You ask, in particular, when the spouse and any child of a law-enforcement officer, firefighter, or of a volunteer firefighter who is permanently and totally disabled, would qualify for free tuition. You enclose a copy of the June, 1991 edition of Quarterly Dispatch, a newsletter for members of the policemen's and Fire Fighters' Retirement fund which states, in part:
Free tuition is available at state supported educational institutions to widows, widowers or dependents of firefighters or police officer killed or permanently disabled in the line of duty.
This applies to families of persons killed or disabled on or after October 1, 1989. Children cannot be past age 23 to receive this benefit.
The issue that you raise concerns whether eligibility for free tuition under KRS 164.2842 may be based on disability incurred prior to as well as after the date mentioned in the newsletter, October 1, 1987.
It is the Opinion of this Office that as of the effective date of the amendment to KRS 164.2841, on July 13, 1991, the spouse or any child of a permanently and totally disabled law enforcement officer, firefighter or volunteer firefighter became eligible for free tuition at state-supported schools, regardlesss of when the disability occurred. As you point out, the General Assembly has not made eligibility for benefits contingent on the occurrence of disability of an officer as of a particular date. Therefore, the eligibility does not occur as of October 1, 1989, but on the effective date of the act.
Moreover, when KRS 164.2841 makes available benefits as of July 13, 1991, regardless of when the disability of the officer occurred, that is not a retroactive application of the statute, prohibited by KRS 446.080(3). It is well established in Kentucky that a statute is retroactive in effect only when it is applied to rights that were acquired prior to its enactment.

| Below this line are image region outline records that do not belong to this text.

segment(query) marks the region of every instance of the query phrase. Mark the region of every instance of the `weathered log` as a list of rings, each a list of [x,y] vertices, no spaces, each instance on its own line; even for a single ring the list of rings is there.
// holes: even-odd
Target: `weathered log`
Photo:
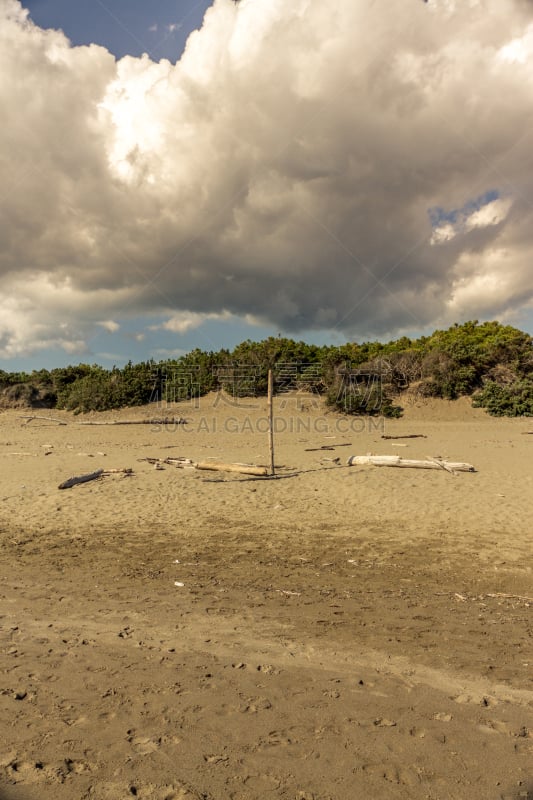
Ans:
[[[63,483],[60,483],[57,487],[58,489],[70,489],[71,486],[76,486],[78,483],[87,483],[88,481],[94,481],[96,478],[100,478],[104,474],[103,469],[97,469],[95,472],[89,472],[86,475],[77,475],[74,478],[69,478]]]
[[[425,433],[406,433],[403,436],[387,436],[386,434],[381,434],[382,439],[427,439]]]
[[[472,464],[456,461],[441,461],[432,459],[431,461],[418,461],[401,456],[351,456],[348,459],[348,466],[354,467],[360,464],[373,464],[376,467],[410,467],[414,469],[444,469],[447,472],[475,472]]]
[[[154,419],[116,419],[98,422],[97,420],[84,420],[78,425],[186,425],[183,417],[156,417]]]
[[[323,444],[321,447],[306,447],[306,453],[317,453],[319,450],[335,450],[336,447],[351,447],[351,442],[339,442],[338,444]]]
[[[28,424],[29,424],[29,423],[32,421],[32,419],[42,419],[42,420],[44,420],[45,422],[55,422],[55,423],[56,423],[56,425],[66,425],[66,424],[67,424],[67,423],[66,423],[64,420],[62,420],[62,419],[57,419],[56,417],[41,417],[41,416],[39,416],[38,414],[32,414],[31,416],[28,416],[27,414],[18,414],[17,416],[19,417],[19,419],[26,419],[26,420],[28,420],[28,422],[26,423],[26,425],[28,425]]]
[[[74,478],[69,478],[63,483],[60,483],[57,487],[58,489],[70,489],[72,486],[76,486],[78,483],[88,483],[88,481],[94,481],[97,478],[102,478],[104,475],[115,475],[118,473],[122,473],[124,475],[133,475],[133,470],[131,467],[119,468],[119,469],[97,469],[94,472],[89,472],[86,475],[77,475]]]
[[[217,472],[240,472],[243,475],[268,475],[268,467],[258,467],[255,464],[225,464],[223,461],[199,461],[194,465],[196,469],[215,470]]]

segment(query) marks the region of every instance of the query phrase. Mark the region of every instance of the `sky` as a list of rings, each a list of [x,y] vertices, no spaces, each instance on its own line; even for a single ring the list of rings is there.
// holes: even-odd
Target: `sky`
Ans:
[[[0,0],[0,368],[533,333],[531,0]]]

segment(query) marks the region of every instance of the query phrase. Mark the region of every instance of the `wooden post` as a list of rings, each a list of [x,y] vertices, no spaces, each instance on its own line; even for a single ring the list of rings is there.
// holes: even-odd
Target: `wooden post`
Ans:
[[[268,370],[268,449],[270,452],[270,474],[276,474],[274,466],[274,376]]]

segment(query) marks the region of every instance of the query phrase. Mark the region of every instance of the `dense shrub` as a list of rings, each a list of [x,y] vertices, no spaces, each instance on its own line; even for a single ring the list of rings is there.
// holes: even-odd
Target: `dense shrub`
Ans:
[[[533,417],[533,380],[510,384],[487,381],[473,396],[472,405],[496,417]]]
[[[130,361],[122,369],[79,364],[31,375],[0,370],[0,392],[4,404],[99,411],[221,390],[234,397],[264,395],[269,369],[277,393],[319,392],[347,414],[398,415],[394,398],[414,382],[427,397],[474,394],[475,404],[490,413],[530,414],[533,403],[532,337],[510,325],[477,321],[388,343],[319,347],[270,336],[231,352],[197,348],[159,363]]]

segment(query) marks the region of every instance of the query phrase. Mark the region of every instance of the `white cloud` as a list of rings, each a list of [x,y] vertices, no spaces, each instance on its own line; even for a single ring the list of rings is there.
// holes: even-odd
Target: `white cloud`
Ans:
[[[215,0],[177,64],[116,62],[0,0],[0,353],[527,307],[532,44],[525,0]]]
[[[221,314],[197,314],[195,312],[183,311],[173,314],[170,319],[165,320],[160,325],[151,325],[152,331],[170,331],[171,333],[188,333],[189,331],[200,328],[207,320],[218,320],[228,322],[232,319],[228,312]]]
[[[118,322],[113,322],[112,319],[103,320],[99,322],[98,325],[104,328],[104,330],[106,330],[108,333],[116,333],[118,330],[120,330],[120,325]]]

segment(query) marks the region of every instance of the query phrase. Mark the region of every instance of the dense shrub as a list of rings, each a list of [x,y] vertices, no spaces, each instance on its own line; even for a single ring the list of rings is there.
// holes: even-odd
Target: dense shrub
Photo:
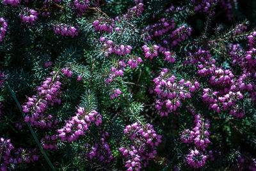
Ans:
[[[256,170],[246,8],[0,1],[0,170]]]

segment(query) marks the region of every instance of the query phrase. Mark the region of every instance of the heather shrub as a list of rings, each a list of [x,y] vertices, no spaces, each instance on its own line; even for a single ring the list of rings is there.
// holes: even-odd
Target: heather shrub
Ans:
[[[256,170],[250,4],[0,1],[0,170]]]

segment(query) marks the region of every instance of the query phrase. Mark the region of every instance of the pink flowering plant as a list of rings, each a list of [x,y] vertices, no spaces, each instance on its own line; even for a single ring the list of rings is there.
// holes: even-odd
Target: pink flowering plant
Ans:
[[[252,2],[0,0],[0,170],[256,170]]]

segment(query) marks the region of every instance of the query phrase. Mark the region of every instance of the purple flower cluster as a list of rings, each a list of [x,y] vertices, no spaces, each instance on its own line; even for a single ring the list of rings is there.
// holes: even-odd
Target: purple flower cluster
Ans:
[[[203,152],[205,152],[205,148],[210,143],[209,140],[209,133],[208,130],[210,126],[209,120],[204,119],[200,114],[195,114],[195,111],[191,111],[195,114],[195,127],[193,130],[188,129],[185,130],[181,134],[180,137],[183,143],[191,144],[194,142],[196,148],[191,149],[190,153],[184,158],[184,161],[189,164],[191,167],[198,168],[205,165],[205,161],[207,158]],[[198,151],[197,149],[200,148],[203,152]]]
[[[37,88],[37,94],[28,97],[28,101],[22,106],[23,112],[28,113],[25,122],[30,122],[36,127],[50,128],[57,123],[57,120],[52,119],[52,115],[44,114],[49,105],[53,106],[54,103],[61,103],[61,83],[58,80],[58,72],[54,71],[51,74],[52,77],[47,78]]]
[[[175,61],[176,54],[173,52],[165,51],[163,52],[165,55],[164,61],[168,61],[169,63],[174,63]]]
[[[77,36],[79,33],[79,31],[75,27],[65,24],[60,24],[54,26],[53,30],[57,34],[61,34],[63,36],[71,36],[72,38],[75,36]]]
[[[26,151],[25,149],[19,148],[15,152],[15,156],[16,156],[16,160],[19,163],[22,163],[24,162],[31,163],[38,161],[39,159],[39,155],[36,154],[36,149],[33,149],[31,151]]]
[[[161,135],[158,135],[150,124],[135,123],[126,126],[124,134],[131,141],[129,147],[122,147],[119,151],[125,158],[127,170],[140,170],[146,167],[150,159],[154,158],[155,148],[161,142]]]
[[[182,101],[190,98],[191,93],[200,87],[196,80],[190,82],[181,79],[178,82],[175,75],[170,77],[168,73],[168,69],[163,69],[159,76],[153,80],[155,82],[154,92],[157,95],[155,108],[161,117],[168,116],[172,111],[175,111],[180,106]]]
[[[3,4],[10,4],[12,6],[17,6],[20,3],[19,0],[3,0]]]
[[[29,9],[28,8],[24,8],[20,12],[19,17],[23,22],[34,24],[34,22],[38,19],[37,17],[38,15],[38,13],[36,11]]]
[[[58,130],[61,140],[68,143],[76,140],[79,136],[84,135],[92,123],[97,126],[102,123],[101,115],[95,110],[89,113],[83,107],[77,108],[77,113],[68,120],[65,126]]]
[[[121,94],[122,91],[120,91],[119,89],[115,89],[114,90],[113,94],[110,96],[110,97],[111,98],[111,99],[114,99],[114,98],[117,98],[119,94]]]
[[[15,165],[22,163],[30,163],[38,160],[36,154],[36,149],[27,152],[24,149],[14,150],[10,139],[0,138],[0,170],[3,171],[14,170]]]
[[[170,38],[172,40],[171,47],[174,47],[180,42],[182,40],[184,40],[186,37],[190,36],[191,35],[192,29],[191,27],[187,27],[184,26],[180,26],[176,30],[172,32],[170,34]]]
[[[148,58],[149,57],[150,59],[152,59],[154,56],[157,56],[157,50],[159,48],[159,47],[156,45],[151,47],[144,45],[142,48],[143,49],[145,57]]]
[[[64,75],[67,75],[68,77],[71,77],[73,75],[73,72],[68,68],[63,68],[61,70],[61,71],[63,73]]]
[[[184,160],[189,166],[195,168],[198,168],[205,165],[207,158],[207,156],[204,155],[202,152],[197,149],[191,149],[190,153],[186,156]]]
[[[115,20],[113,19],[100,17],[93,22],[93,26],[95,31],[106,31],[109,33],[112,33],[113,29],[115,27]]]
[[[74,3],[77,15],[81,17],[86,11],[90,1],[88,0],[75,0]]]
[[[0,138],[0,153],[1,154],[1,158],[0,158],[1,170],[8,170],[8,168],[10,168],[12,163],[15,163],[11,155],[11,151],[13,149],[14,149],[14,147],[11,144],[10,139]]]
[[[4,20],[4,18],[0,18],[0,43],[2,42],[3,40],[5,38],[5,33],[6,33],[7,26],[7,21]],[[2,77],[1,75],[1,72],[0,77]]]
[[[95,140],[93,146],[86,143],[85,148],[86,149],[86,156],[90,160],[99,159],[100,162],[111,163],[113,161],[114,157],[109,148],[106,138],[109,137],[108,132],[103,133],[99,142]]]
[[[2,110],[1,110],[1,108],[2,108],[2,103],[0,102],[0,121],[1,121],[1,115],[2,114]]]

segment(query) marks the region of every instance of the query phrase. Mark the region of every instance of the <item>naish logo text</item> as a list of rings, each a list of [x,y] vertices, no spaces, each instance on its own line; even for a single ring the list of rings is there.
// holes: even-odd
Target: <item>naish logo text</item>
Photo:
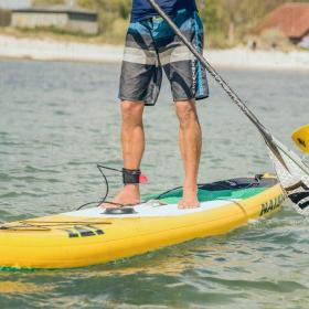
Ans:
[[[285,195],[280,194],[276,199],[273,199],[269,202],[262,204],[262,211],[260,211],[259,215],[260,216],[265,215],[265,214],[278,209],[284,201],[285,201]]]

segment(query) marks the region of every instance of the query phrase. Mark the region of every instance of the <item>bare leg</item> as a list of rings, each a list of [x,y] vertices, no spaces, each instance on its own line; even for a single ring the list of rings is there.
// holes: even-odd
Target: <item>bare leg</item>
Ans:
[[[143,102],[121,102],[121,147],[124,167],[139,169],[145,150],[145,132],[142,125]],[[119,204],[138,204],[140,192],[138,184],[127,184],[113,200]],[[110,204],[103,204],[108,207]]]
[[[183,198],[180,209],[198,207],[198,173],[202,149],[202,131],[196,114],[195,100],[175,103],[180,122],[179,142],[184,167]]]

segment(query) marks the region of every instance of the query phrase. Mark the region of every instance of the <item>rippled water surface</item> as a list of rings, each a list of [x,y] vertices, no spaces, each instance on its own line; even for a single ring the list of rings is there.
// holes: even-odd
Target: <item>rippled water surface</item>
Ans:
[[[0,221],[96,201],[97,162],[121,167],[118,65],[0,62]],[[285,143],[309,115],[309,73],[226,71],[260,120]],[[256,129],[211,81],[199,104],[200,182],[269,171]],[[181,183],[178,124],[169,87],[145,115],[143,192]],[[110,178],[113,192],[120,188]],[[0,271],[0,308],[308,308],[308,221],[287,203],[277,216],[107,265]],[[0,253],[2,254],[2,253]]]

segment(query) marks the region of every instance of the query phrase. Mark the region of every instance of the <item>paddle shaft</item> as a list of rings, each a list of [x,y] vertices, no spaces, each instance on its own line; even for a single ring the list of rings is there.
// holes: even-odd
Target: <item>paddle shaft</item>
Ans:
[[[166,20],[166,22],[172,28],[180,40],[187,45],[187,47],[193,53],[193,55],[201,62],[204,68],[214,77],[214,79],[221,85],[225,93],[232,98],[232,100],[242,109],[242,111],[249,118],[249,120],[257,127],[259,132],[263,135],[265,141],[269,147],[273,145],[271,135],[267,131],[264,125],[256,118],[256,116],[248,109],[248,107],[242,102],[237,94],[227,85],[227,83],[220,76],[215,68],[200,54],[196,49],[188,41],[188,39],[181,33],[179,28],[172,22],[160,6],[154,0],[148,0],[158,14]]]

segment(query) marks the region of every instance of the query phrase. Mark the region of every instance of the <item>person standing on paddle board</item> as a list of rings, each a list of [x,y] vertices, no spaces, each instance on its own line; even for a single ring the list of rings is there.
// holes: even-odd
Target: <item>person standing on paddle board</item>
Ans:
[[[195,0],[157,2],[202,53],[203,25]],[[142,113],[145,106],[154,106],[158,99],[162,71],[170,82],[180,122],[179,140],[185,178],[179,207],[198,207],[196,181],[202,134],[195,100],[209,96],[206,73],[147,0],[132,0],[131,21],[126,38],[119,89],[125,187],[113,202],[124,205],[140,202],[140,163],[145,150]]]

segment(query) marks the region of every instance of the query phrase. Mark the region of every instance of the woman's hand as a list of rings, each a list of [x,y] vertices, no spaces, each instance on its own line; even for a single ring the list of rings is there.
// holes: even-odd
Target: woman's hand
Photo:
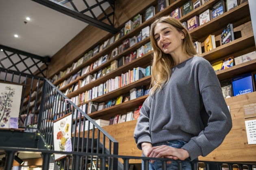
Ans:
[[[152,147],[146,156],[152,157],[165,157],[176,160],[184,160],[189,157],[187,151],[182,149],[175,148],[166,145]],[[154,161],[151,161],[151,163]],[[168,161],[169,162],[169,161]]]
[[[141,149],[142,149],[142,153],[145,156],[147,157],[148,152],[152,149],[152,144],[147,142],[144,142],[141,143]]]

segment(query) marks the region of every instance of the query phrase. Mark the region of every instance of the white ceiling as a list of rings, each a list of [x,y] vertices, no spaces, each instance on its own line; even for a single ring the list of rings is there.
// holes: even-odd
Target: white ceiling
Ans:
[[[96,3],[86,1],[89,6]],[[73,2],[79,11],[87,8],[82,0]],[[69,2],[65,5],[72,8]],[[109,4],[102,6],[105,10]],[[102,13],[99,7],[93,11],[96,17]],[[89,12],[85,14],[91,16]],[[0,44],[7,47],[52,57],[87,25],[31,0],[0,0]]]

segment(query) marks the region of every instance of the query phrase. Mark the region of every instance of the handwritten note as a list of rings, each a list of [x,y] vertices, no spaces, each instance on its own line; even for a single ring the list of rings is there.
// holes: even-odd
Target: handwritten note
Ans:
[[[66,152],[72,151],[72,143],[71,142],[71,139],[69,139],[66,142],[66,148],[65,149]]]
[[[10,128],[12,129],[18,129],[18,119],[17,117],[10,118]]]
[[[248,144],[256,144],[256,119],[245,121]]]

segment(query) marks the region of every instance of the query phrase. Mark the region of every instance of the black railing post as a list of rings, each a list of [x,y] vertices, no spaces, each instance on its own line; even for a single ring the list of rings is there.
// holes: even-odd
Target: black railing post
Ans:
[[[43,153],[42,170],[49,170],[49,163],[50,162],[50,154]]]
[[[13,167],[15,153],[14,151],[6,151],[5,152],[7,153],[7,156],[4,164],[4,170],[11,170]]]

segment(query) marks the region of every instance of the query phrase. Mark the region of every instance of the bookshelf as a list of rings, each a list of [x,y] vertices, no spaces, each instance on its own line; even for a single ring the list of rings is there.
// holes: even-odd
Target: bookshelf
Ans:
[[[171,0],[170,1],[173,2],[173,1]],[[181,7],[183,4],[187,1],[188,0],[178,0],[175,2],[170,3],[170,5],[165,10],[157,13],[154,17],[147,21],[145,21],[145,19],[143,19],[143,22],[140,26],[121,37],[117,41],[114,42],[111,45],[102,50],[63,77],[54,82],[53,84],[56,86],[58,85],[71,76],[76,73],[82,68],[90,65],[92,62],[98,60],[100,57],[108,54],[115,48],[118,47],[120,44],[122,44],[123,40],[137,36],[142,29],[150,26],[155,18],[158,17],[169,15],[171,11],[178,7]],[[183,22],[187,20],[195,15],[198,15],[208,9],[211,9],[212,6],[218,1],[219,1],[218,0],[210,0],[204,5],[182,17],[179,20],[180,21]],[[154,4],[154,5],[156,5],[156,2],[157,1],[155,0],[154,2],[150,4]],[[149,7],[149,6],[148,7]],[[145,8],[146,8],[147,7]],[[142,9],[141,12],[138,13],[143,14],[143,17],[144,16],[144,14],[145,8]],[[138,13],[133,14],[133,15],[134,14],[134,16],[135,16],[135,14],[137,15]],[[133,15],[131,15],[129,20],[132,19],[134,16]],[[143,20],[143,19],[144,21]],[[202,47],[203,47],[204,40],[206,38],[206,37],[210,34],[214,34],[215,36],[216,41],[219,41],[221,32],[229,23],[234,23],[234,32],[240,31],[241,32],[241,36],[237,37],[234,40],[222,45],[221,45],[221,43],[220,45],[217,46],[215,49],[202,54],[202,55],[204,56],[206,59],[212,63],[213,62],[223,60],[229,56],[234,56],[234,57],[236,57],[255,50],[254,36],[252,32],[252,23],[250,21],[249,4],[248,2],[247,2],[229,11],[224,13],[221,16],[212,19],[204,24],[198,26],[197,28],[190,31],[189,33],[194,39],[197,40],[199,40],[202,42]],[[123,24],[122,26],[124,26],[124,24]],[[115,36],[115,35],[113,36]],[[110,58],[106,63],[87,72],[73,82],[69,83],[61,88],[60,90],[63,91],[70,86],[78,83],[79,80],[82,80],[88,75],[93,74],[100,69],[106,67],[110,65],[111,62],[113,61],[117,60],[120,57],[130,53],[133,51],[150,41],[149,37],[142,40],[132,47],[119,54],[116,57]],[[95,44],[98,45],[102,42],[102,41],[99,41],[95,43]],[[88,49],[85,51],[84,53],[93,49],[93,48]],[[243,53],[239,54],[239,55],[237,54],[239,51],[243,51]],[[149,65],[152,61],[152,52],[150,52],[144,55],[141,57],[137,58],[128,64],[117,68],[116,70],[104,76],[102,76],[77,90],[68,94],[67,96],[69,98],[76,96],[79,94],[90,89],[94,87],[98,86],[100,84],[104,83],[107,80],[114,78],[116,76],[121,75],[121,73],[123,73],[134,67]],[[79,55],[79,57],[81,57],[82,55]],[[76,56],[76,57],[78,58],[78,56]],[[70,67],[72,64],[72,63],[70,63],[69,66]],[[221,81],[255,71],[256,70],[256,60],[253,60],[238,65],[234,66],[226,69],[218,71],[216,72],[216,74],[219,80]],[[130,89],[141,85],[143,85],[148,87],[150,83],[151,77],[151,76],[144,77],[126,86],[82,103],[78,106],[87,104],[90,102],[100,103],[117,98],[121,95],[128,93]],[[117,105],[93,112],[88,115],[93,119],[101,119],[109,120],[110,117],[119,114],[124,114],[128,110],[130,111],[133,108],[138,107],[137,106],[139,104],[143,103],[147,97],[148,96],[142,96],[126,102],[122,103]],[[234,113],[234,114],[232,114],[233,128],[222,145],[221,145],[219,148],[209,156],[204,158],[200,157],[200,160],[222,161],[256,161],[256,159],[255,159],[256,157],[253,156],[255,155],[255,154],[251,151],[251,150],[253,149],[255,150],[255,149],[256,149],[255,147],[253,146],[253,145],[248,145],[246,142],[247,137],[246,131],[245,131],[245,127],[243,126],[243,123],[244,124],[244,122],[243,121],[244,120],[244,118],[243,113],[243,108],[242,106],[242,103],[245,103],[246,102],[256,102],[255,98],[256,98],[256,92],[240,96],[232,97],[226,99],[228,105],[230,106],[231,112],[232,113]],[[81,119],[80,119],[80,120]],[[141,156],[141,151],[137,149],[133,138],[133,132],[137,120],[133,120],[103,127],[104,129],[105,130],[119,142],[120,148],[119,154]],[[124,129],[127,130],[128,132],[126,132],[126,130],[125,133],[124,133]],[[241,133],[241,135],[239,134],[239,136],[238,136],[237,134],[239,134],[239,133]],[[80,133],[80,135],[82,135],[82,133]],[[237,140],[237,138],[238,140]],[[234,144],[234,146],[235,145],[237,148],[232,149],[232,146],[233,144]],[[225,149],[225,146],[227,146],[227,148],[228,149]],[[246,151],[246,152],[244,151]],[[239,155],[240,155],[240,158],[242,158],[241,159],[238,159],[239,157],[236,156],[236,155],[234,157],[231,158],[230,157],[230,159],[228,159],[228,158],[227,158],[226,156],[227,155],[226,154],[229,154],[228,155],[234,155],[235,154],[234,153],[234,152],[239,153]],[[249,153],[247,153],[247,152],[249,152]],[[249,157],[247,156],[248,155],[250,155],[252,156]],[[217,159],[216,159],[215,157],[218,157]],[[234,158],[234,159],[231,158]],[[140,162],[134,162],[132,161],[130,163]]]

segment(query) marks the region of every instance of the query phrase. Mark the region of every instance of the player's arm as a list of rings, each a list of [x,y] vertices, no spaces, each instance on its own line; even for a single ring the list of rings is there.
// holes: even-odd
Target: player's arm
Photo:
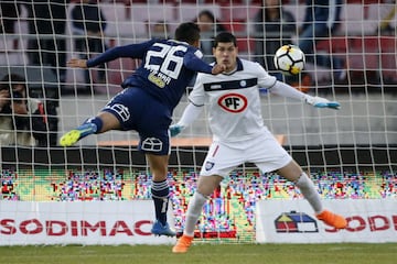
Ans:
[[[195,106],[190,102],[182,113],[180,121],[170,127],[171,136],[175,136],[182,132],[186,127],[192,124],[203,110],[203,106]]]
[[[143,58],[146,52],[154,42],[154,40],[151,40],[139,44],[111,47],[90,59],[72,58],[67,62],[67,66],[73,68],[90,68],[120,57]]]
[[[226,68],[225,65],[219,64],[211,66],[196,56],[195,53],[186,53],[186,55],[183,57],[183,64],[191,70],[212,75],[222,74]]]
[[[268,90],[271,94],[288,97],[296,100],[305,101],[307,103],[316,107],[316,108],[331,108],[331,109],[340,109],[341,105],[337,101],[330,101],[322,97],[312,97],[307,94],[303,94],[296,88],[287,85],[282,81],[276,81]]]

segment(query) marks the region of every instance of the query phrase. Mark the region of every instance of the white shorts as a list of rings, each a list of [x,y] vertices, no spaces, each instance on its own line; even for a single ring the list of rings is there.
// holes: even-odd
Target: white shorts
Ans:
[[[291,161],[291,155],[270,133],[242,142],[213,141],[200,175],[219,175],[225,178],[244,163],[254,163],[262,173],[269,173],[285,167]]]

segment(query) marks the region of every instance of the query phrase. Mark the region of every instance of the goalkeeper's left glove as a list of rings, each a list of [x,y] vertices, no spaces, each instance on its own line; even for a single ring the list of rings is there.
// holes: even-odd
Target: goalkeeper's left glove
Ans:
[[[184,130],[184,129],[185,129],[184,125],[181,125],[181,124],[172,124],[172,125],[170,127],[171,136],[178,135],[178,134],[181,133],[182,130]]]
[[[335,110],[341,109],[341,103],[337,101],[330,101],[322,97],[312,97],[307,95],[305,102],[312,105],[315,108],[331,108]]]

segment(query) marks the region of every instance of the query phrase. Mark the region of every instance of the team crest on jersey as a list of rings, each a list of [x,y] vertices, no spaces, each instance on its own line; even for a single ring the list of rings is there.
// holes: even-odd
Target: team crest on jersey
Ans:
[[[213,162],[206,162],[205,163],[205,170],[210,170],[214,167],[215,163]]]
[[[227,112],[238,113],[247,108],[248,100],[239,94],[226,94],[218,99],[218,105]]]

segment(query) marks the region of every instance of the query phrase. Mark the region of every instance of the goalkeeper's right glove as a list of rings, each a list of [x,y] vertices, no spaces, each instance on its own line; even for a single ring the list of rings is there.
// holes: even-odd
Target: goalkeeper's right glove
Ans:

Dumesnil v. Reeves, 283 Ky. 563, 142 S.W.2d 132 (1940). In the case at hand, no rights to tuition existed prior to the enactment of the amendment to KRS 164.2842 which would be harmed or diminished by the act.
Therefore, as of July 13, 1991, the effective date of the amendment to KRS 164.2842, the spouse or any child of a law enforcement officer or firefighter who became disabled due to injury while in active service, or while in training for active service, became eligible for free tuition at state supported schools, assuming all other statutory criteria have been met.